“En 1896, una tarde, en un tren, llegué a Madrid. Entré a trabajar en un diario; trabajé reciamente; llegaba a la redacción a primera hora, cuando no había nadie; me retiraba con el alba. La retribución era escasa e incierta. No sé de qué modo podía vivir en Madrid; mi vida era austera y mi comer frugal. El Madrid de entonces era un Madrid abigarrado; su centro literario estaba en el café de Fornos. Las mesas de mármol de Fornos conocían las blancas cuartillas. Me vi precisado a volver al pueblo. ¿Qué iba a hacer yo en el pueblo? ¿De qué modo satisfaría mi vocación literaria? Pude volver a Madrid. Dos o tres veces repasé el camino de Madrid al pueblo y del pueblo a Madrid. Y cada vez que me veía recluido en el pueblo me embargaba una incertidumbre angustiosa. “Ya, definitivamente – decía yo -, no seré nada.” Amaba el pueblo; amaba las gentes del pueblo; amaba el campo. Pero ¿y la viva literatura? ¿Y la vida fecunda y varia de las redacciones y de los editores? No podía resignarme al fracaso. (…) Y volví, ahora ya establemente, a Madrid. La angustia de la incertidumbre había terminado (…) En 1902 publiqué mi primera novela, La voluntad; en 1903 publiqué la segunda, Antonio Azorín. (…) Ya podía yo vivir en Madrid, sentirme seguro en Madrid. La ruta de Don Quijote me había hecho popular; la Andalucía trágica motivó – en “El Imparcial” – una interrupción extraña, inesperada. Y pasé al “ABC”, cuando (1905) se estaba ya publicando, antes de salir a la calle, en probaturas tenaces, para el interior de la casa.”
Estas palabras de Azorín, recogidas en su libro Postdata, de 1959, me llevan hasta Azorín en el tiempo. ( José Julio Perlado)
Azorín en el tiempo. Por: José Julio Perlado.
El tiempo me hace subir las escaleras de la madrileña casa de Azorín (calle Zorrilla 21) donde murió aquel 3 de marzo de 1967. y el tiempo me empuja a darle mi pésame dolorido y sincero a su viuda, doña Julia Guinda, que estaba junto al féretro. Allí permanecí largo rato. El tiempo me lleva también a una pequeña biblioteca pública de una ciudad de provincias donde, años atrás, yo me sumergía en Azorín. Aprendía de él a aplicar los adjetivos, los “primores de lo vulgar”, la observación, la limpidez de la prosa. Aprendí de él el amor a los clásicos, “los clásicos redivivos”, “los clásicos futuros”.

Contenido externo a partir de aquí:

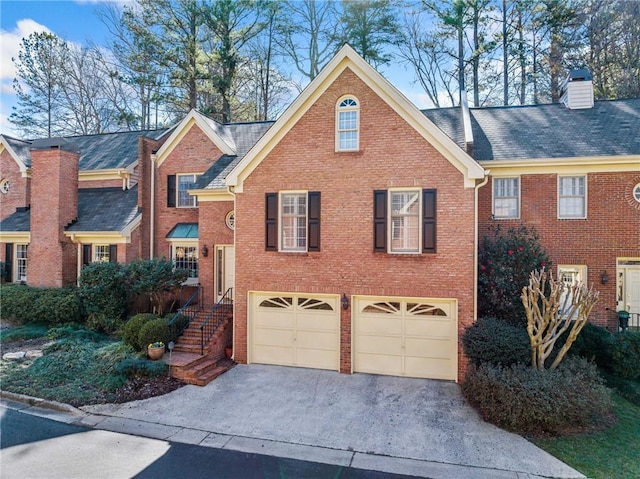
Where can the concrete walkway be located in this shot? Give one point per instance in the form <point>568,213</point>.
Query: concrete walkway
<point>400,425</point>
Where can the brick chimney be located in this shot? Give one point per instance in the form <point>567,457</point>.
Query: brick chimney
<point>577,90</point>
<point>54,204</point>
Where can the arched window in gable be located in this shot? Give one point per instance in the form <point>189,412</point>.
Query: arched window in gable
<point>347,124</point>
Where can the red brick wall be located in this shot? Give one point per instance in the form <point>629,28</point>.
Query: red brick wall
<point>54,204</point>
<point>194,154</point>
<point>212,231</point>
<point>18,194</point>
<point>611,229</point>
<point>392,154</point>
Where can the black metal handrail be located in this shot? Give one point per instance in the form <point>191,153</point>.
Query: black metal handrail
<point>215,318</point>
<point>186,313</point>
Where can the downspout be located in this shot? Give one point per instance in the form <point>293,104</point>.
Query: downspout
<point>475,247</point>
<point>230,190</point>
<point>152,206</point>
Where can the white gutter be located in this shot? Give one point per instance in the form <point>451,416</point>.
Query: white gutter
<point>475,247</point>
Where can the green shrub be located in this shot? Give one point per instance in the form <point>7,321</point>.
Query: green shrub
<point>20,333</point>
<point>131,330</point>
<point>104,324</point>
<point>50,306</point>
<point>154,330</point>
<point>132,367</point>
<point>505,261</point>
<point>103,290</point>
<point>593,343</point>
<point>530,401</point>
<point>74,332</point>
<point>494,341</point>
<point>625,355</point>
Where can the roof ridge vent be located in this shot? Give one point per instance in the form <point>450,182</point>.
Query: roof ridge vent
<point>577,89</point>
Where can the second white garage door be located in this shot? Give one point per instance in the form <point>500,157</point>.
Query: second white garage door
<point>415,337</point>
<point>295,330</point>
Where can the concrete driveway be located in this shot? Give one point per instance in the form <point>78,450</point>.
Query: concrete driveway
<point>413,419</point>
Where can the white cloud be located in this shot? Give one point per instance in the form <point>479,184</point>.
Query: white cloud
<point>10,45</point>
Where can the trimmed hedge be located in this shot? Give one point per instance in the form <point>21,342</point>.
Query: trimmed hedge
<point>494,341</point>
<point>131,330</point>
<point>625,355</point>
<point>50,306</point>
<point>530,401</point>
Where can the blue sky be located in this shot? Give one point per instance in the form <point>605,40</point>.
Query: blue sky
<point>76,21</point>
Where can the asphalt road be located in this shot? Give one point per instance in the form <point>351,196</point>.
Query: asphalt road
<point>38,448</point>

El tiempo pausado me acompañaba por el campo de las lecturas en aquellos años de estudiante. Con Azorín me asomaba por un ventanuco de la literatura y veía escribir a Lope, a Garcilaso, mientras ellos no me veían. Con Azorín llevándome de la mano tocaba los muebles de las habitaciones y me preguntaba con sus mismas palabras: “¿tienen alma las cosas? ¿tienen alma los viejos muebles, los muros, los jardines, las puertas?”, y enseguida, “¿ qué son las cosas?… Todas estas cosas que están inmóviles en las vitrinas van a partir hacia la vida. ¿Cuál será el rumbo por el mundo? Todas estas cosas inertes bajo los cristales van a acompañarnos en nuestras alegrías y en nuestros dolores…Un mueble, un objeto anodino, una baratilla que vemos todos los días y a todas horas encierra tanta vida como nosotros mismos…No hay ninguna cosa vulgar, como no hay ningún ser despreciable.”
Así me quedé pensativo – envuelto en el tiempo – aquel 3 de marzo de 1967 mientras velaba el cadáver de Azorín rodeado por las cosas.